The princeling knows that time is short, he even sees a strand of hair blown across her temple, and there is no more time to speak. He pirouettes around her in thanks, and he even condenses himself enough to brush her fingers, then climbs into the lantern she has made him. She sparks the stone and lights the flame below him. At once the craft bulges up, slips from her fingers, and rises into the air. The princeling, warmed by the fire, bounces around the inside of the lantern. Past the flames he sees Tinker dwindle below him, surrounded by scraps of her wings. Then he is past the treetops, he is a speck of orange light reflected in her eye. The speck wavers, and she blinks the tear away. 

Tinker goes on to do quite a lot else, and her meeting with the prince presents her with all sorts of new problems to chew over, and her cleverness and wisdom shall both grow large indeed, but all of that is a tale for another time. 

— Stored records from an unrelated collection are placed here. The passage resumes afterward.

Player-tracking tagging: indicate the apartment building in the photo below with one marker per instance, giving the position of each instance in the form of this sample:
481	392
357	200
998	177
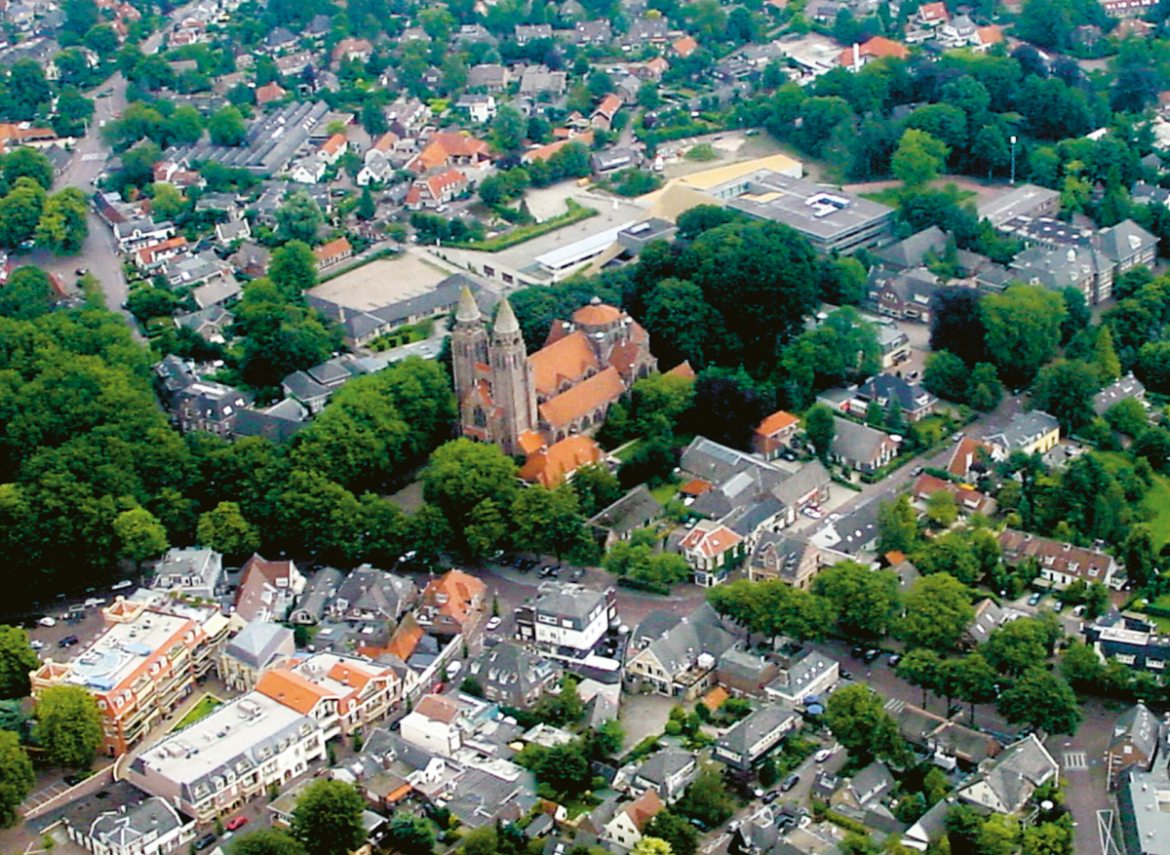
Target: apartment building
139	669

Don’t be shy, little ones; it is all right to have a moist eye. It is not everyday that something happens that has never before happened, not since the first flower burst from the first bud. I shall quiet down when I am done, just so we can savour this windless light. It is still just quiet enough that if you prick up your ears you might hear the crackling of that little fire, but not for long. Because the West wind is emerging red-faced from a ravine, and he shames the East wind, who startles awake in the salty air above the sea, and who in turn berates the South wind, who has been dreaming a dream of cold sand. It is only the North wind, who is last to wake, who has not even realised anything was amiss at all.